Quality improvement initiative to decrease extrauterine growth restriction in preterm neonates

Nutr Clin Pract. 2021 Dec;36(6):1296-1303. doi: 10.1002/ncp.10735. Epub 2021 Jul 10.

Abstract

Background: Prevention of extrauterine growth restriction (EUGR) in preterm neonates is one of the biggest challenges to neonatologists. Lack of uniformity and inconsistency in nutrition practices are the most common causes. We started a quality improvement (QI) initiative with an intention to decrease the proportion of EUGR.

Methods: We performed prospective nonrandomized QI from May 2018 to July 2019. Ninety-six neonates (born at <32 weeks and/or <1.2 kg) were compared with 111 historical controls. A continuous feedback loop was maintained, and changes were analyzed as plan-do-study-actcycle.

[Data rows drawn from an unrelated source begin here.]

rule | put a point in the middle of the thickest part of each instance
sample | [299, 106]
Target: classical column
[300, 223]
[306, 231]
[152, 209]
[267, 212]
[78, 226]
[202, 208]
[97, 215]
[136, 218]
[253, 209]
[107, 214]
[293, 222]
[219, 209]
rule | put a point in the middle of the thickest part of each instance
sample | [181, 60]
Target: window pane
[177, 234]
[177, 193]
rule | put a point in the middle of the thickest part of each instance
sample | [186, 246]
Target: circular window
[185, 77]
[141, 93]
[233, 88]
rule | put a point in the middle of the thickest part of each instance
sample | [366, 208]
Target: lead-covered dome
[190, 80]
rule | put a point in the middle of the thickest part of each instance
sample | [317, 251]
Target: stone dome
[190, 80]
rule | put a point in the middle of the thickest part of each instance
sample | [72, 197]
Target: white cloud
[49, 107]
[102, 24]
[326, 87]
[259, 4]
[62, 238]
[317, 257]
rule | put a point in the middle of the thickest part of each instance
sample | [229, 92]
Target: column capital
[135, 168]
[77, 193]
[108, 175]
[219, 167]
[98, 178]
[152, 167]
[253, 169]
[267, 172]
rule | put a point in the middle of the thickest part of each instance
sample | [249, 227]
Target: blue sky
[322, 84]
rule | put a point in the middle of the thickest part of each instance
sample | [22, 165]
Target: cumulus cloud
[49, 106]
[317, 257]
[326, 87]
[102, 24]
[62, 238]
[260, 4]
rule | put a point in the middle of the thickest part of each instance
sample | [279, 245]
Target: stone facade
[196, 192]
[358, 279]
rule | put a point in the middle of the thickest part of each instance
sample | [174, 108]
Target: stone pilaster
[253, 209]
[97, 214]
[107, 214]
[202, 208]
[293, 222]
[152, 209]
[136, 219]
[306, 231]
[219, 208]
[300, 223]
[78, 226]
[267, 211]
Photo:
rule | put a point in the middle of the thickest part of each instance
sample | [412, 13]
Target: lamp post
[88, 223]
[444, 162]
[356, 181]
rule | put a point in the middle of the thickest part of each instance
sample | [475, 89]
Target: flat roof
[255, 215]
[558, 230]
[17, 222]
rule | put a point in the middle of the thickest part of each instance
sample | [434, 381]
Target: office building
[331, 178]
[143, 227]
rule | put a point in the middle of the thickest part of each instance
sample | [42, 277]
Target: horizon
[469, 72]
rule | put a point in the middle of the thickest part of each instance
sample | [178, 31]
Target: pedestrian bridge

Results: Although EUGR was lower after the intervention (93.7% vs 87.5%), this change was not statistically significant. However, other measures of in-hospital neonatal growth showed improvement, including median discharge weight percentile from 1% to 3% (P = .003). Median difference in the z-score for weight from birth to discharge also improved significantly from -1.84 to -1.65 (P = .04). Babies in the intervention group regained birth weight earlier (P = .005) and had better growth velocity (P = .0005). The feeding was started early (P < .0001), and these babies reached full feeds (P < .0001) earlier than the control cohort.

Conclusion: Although our QI initiative failed to achieve a significant reduction in EUGR, it did achieve a significant improvement in discharge weight percentile and difference in the z-score for weight at birth and during discharge from hospital. There was a significant improvement in growth velocity and an early regaining of birth weight. The implementation of written nutrition practice guidelines facilitated improved outcomes.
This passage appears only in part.